Solved – Regularized logistic regression and support vector machine

classificationlibsvmmachine learningsvm

L2 regularized logistic regression differs with L2 regularized support vector machine with their loss function. Are there more deep differences for these two models? I tried several data sets, and found L2 regularized logistic regression are always better than L2 regulared support vector machine. Are there any references/researches for discussion their differences in terms of classification performance?

Best Answer

The no "no free lunch" theorems suggest that there is no a-priori superiority of one classifier over another, and which works best depends on the nature of the learning task. So for some datasets the SVM will give better performance, and for others it will be regularised logistic regression.

The real distinction between the two classifiers is that the SVM is purely discriminative (designed to give a binary classification) and RLR provides estimates of a-posteriori probability of class membership. So which you use really depends on what you want to know. Prof Vapnik suggests that we should always aim to solve a problem directly, rather than solving a more general problem, and then simplifying it to get the answer to our particular question. Following this maxim if we want a binary classifier, we should aim to identify the decision boundary directly, rather than estimate the probability of class membership and then threshold at p = 0.5. The reason for this is that fitting a model is always a compromise between use of resources and performance, if you are only interested in the decision boundary, then you should spend all your resources optimising the accuracy of the classifier near the decision boundary, rather than on ensuring the classifier gives a probability of 0.9 instead of 0.8 for some example that is reliable classified correctly. I agree with this intuition, and I tend to use (kernel) logistic regression quite a lot as I often want the probability of class membership, for example because class frequencies are different in operation and in the training set, or because misclassification costs are unknown or variable etc.

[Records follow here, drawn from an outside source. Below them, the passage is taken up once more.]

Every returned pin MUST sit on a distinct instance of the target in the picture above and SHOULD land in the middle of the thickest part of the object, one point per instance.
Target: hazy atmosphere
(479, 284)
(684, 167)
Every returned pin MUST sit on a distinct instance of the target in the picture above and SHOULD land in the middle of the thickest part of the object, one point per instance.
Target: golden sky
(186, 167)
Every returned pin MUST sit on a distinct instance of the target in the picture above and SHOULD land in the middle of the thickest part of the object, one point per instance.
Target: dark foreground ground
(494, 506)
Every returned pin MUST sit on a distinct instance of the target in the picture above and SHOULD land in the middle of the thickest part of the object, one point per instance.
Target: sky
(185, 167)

Note the SVM is an approximate implementation of a "worst case" bound on generalisation performance, whereas RLR is more based on "average case" considerations. So it might be argued that the SVM is likely to be better in pathological cases, but perhaps at the expense of how well it works on more benign datasets (compared with e.g. RLR).

I think the main reason the SVM out-performed the previous generation of learning methods is that it forces the user to think about regularising the model properly. As RLR also incorporates regularisation, I suspect the practical differences in performance are likely to be quite small, provided a reliable model selection procedure is adopted.

I disagree with Marc Claesen somewhat, sparse KLR algorithms are available that are pretty efficient (such as the "Informative Vector Machine) and the efficiency of SVM is often overstated. Often the best kernel and regularisation parameters for a SVM give a dense solution, where almost all of the data are support vectors, in which case the training procedure can be very slow. I generally think it is better to get a good answer slowly than a less satisfactory answer quickly, so I wouldn't put computational efficiency ahead of more basic issues, such as whether you want probabilities of class membership or not.

BTW, Gaussian Processes are essentially a Bayesian form of RLR, and a are a very interesting family of machine learning algorithms.